Before corporate medicine controlled by large healthcare groups, medical residents looked forward to opening private practices. More than one clinician looked forward to returning home to practice in the communities they grew up in. How things have changed in recent times. Opening a private medical practice is harder than ever. What’s more, fewer doctors are doing it.
To be fair, medical residents have a lot more options these days. They can work as hospitalists or staff physicians in a group practice. They can make full-time locum tenens work an actual career. And of course, the advantages of working for someone else include not having to take responsibility for a business. But the biggest issue could be money.
Starting a Practice Is Not Cheap
Starting a private medical practice in 2022 is complicated. There is a lot more to it than there was just 50 years ago. It is so complex that most new doctors who decide to go the private practice route start working on establishing their practices during the early stages of residency. It can take 10 to 12 months to get a practice up and running.
It goes without saying that the venture is also expensive. To begin with, a solo practice owner has to register their business with the state. There are fees attached to licenses, permits, etc. And that is just the start. Clinicians also have to pay for medical malpractice insurance, an endeavor that could cost tens of thousands of dollars per year.
Other expenses include:
- office space and utilities
- office and exam room furniture
- medical and office equipment
- legal and accounting services
- technology services and software
- sales and marketing.
Clinicians can easily spend six figures just to get a solo practice up and running. After that, there are monthly expenses along with recurring responsibilities.
Hiring and Retention
With the skeleton of a solo practice in place, the clinician has to hire staff.

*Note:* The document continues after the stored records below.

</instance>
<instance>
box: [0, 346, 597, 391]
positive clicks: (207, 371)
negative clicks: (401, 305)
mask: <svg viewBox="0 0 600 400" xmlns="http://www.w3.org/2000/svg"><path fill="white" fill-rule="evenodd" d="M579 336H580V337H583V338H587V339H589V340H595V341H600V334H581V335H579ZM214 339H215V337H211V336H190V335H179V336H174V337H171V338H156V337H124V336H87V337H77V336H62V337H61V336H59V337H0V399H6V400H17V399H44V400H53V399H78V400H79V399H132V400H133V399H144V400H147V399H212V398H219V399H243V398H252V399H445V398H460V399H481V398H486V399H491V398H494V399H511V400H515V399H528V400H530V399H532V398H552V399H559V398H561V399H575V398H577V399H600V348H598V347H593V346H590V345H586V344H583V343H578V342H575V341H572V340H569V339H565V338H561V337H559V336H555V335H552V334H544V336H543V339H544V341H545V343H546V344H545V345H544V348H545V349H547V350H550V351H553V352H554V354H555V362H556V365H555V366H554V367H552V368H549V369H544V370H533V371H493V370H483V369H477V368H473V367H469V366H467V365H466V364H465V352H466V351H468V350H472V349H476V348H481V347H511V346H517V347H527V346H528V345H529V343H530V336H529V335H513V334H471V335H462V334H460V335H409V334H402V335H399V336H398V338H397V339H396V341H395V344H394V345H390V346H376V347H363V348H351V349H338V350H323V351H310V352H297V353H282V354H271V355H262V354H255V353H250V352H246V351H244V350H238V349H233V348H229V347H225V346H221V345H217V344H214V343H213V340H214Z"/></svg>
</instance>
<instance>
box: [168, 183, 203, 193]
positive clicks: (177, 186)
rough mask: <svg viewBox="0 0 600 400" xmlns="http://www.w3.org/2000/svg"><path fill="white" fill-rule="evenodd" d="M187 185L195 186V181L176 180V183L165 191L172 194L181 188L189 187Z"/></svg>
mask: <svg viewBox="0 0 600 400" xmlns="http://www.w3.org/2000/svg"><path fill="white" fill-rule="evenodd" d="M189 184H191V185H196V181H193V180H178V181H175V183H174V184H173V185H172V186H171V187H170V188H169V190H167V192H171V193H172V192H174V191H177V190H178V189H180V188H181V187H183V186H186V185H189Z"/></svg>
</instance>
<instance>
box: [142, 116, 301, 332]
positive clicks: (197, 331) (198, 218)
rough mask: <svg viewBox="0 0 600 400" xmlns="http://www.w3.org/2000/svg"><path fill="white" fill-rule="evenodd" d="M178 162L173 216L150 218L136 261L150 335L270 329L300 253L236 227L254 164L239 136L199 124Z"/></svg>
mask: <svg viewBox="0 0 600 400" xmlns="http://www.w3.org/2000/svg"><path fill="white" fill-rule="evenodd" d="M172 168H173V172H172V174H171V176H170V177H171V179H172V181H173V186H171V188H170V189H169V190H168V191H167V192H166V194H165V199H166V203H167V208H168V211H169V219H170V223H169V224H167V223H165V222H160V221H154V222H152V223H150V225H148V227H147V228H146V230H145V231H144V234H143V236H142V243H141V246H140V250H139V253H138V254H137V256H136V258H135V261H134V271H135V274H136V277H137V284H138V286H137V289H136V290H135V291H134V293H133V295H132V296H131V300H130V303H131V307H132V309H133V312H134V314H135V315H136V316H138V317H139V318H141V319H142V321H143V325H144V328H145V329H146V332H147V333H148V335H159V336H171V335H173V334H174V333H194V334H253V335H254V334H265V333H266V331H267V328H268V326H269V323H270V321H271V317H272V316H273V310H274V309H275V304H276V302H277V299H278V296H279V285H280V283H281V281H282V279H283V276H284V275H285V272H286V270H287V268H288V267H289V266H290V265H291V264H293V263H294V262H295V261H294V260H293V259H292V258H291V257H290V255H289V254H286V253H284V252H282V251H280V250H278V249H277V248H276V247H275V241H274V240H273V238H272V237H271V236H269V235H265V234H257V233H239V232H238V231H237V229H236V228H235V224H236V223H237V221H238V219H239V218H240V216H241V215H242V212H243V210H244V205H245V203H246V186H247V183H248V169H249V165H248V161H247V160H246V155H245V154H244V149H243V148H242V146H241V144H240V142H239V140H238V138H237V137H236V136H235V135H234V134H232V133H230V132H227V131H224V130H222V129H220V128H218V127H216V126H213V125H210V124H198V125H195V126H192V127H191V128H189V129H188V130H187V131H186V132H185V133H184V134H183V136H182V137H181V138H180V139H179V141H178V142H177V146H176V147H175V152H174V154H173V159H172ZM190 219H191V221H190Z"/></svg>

There are lots of ways to do this. The cheapest way is to just post jobs on a healthcare job board. But that means going through each application and conducting each interview personally. Clinicians not interested in also being HR experts can work with recruiters instead.
Recruiters post on job boards as well. But they also utilize services like physician databases from iMedical Data to actually go out and find candidates instead of waiting for those people to come to them. This is a more effective and efficient way to hire. But again, it costs money. Recruiters do not provide their services for free.
Once team members are hired, they have to be paid. Clinicians have to keep enough money in reserve to cover payroll while they build their businesses. They have to be prepared for the fact that they could be well into the second or third month of operation before they get their first reimbursements from health insurance companies. Meanwhile, they are incurring costs.
We Run an Expensive System
The challenges of opening a new solo practice boil down to the fact that we run an expensive system here in the U.S. Everything costs more because our standard of living is so high. Unfortunately, the high costs are discouraging new doctors from choosing solo practice. They are more content to be healthcare employees of companies that have a lot more money to spend.
Will we ever see a return to the private practice model? Probably not. Unless something changes, starting a private practice will only get more expensive. That will not make it any easier for a doctor to remain independent.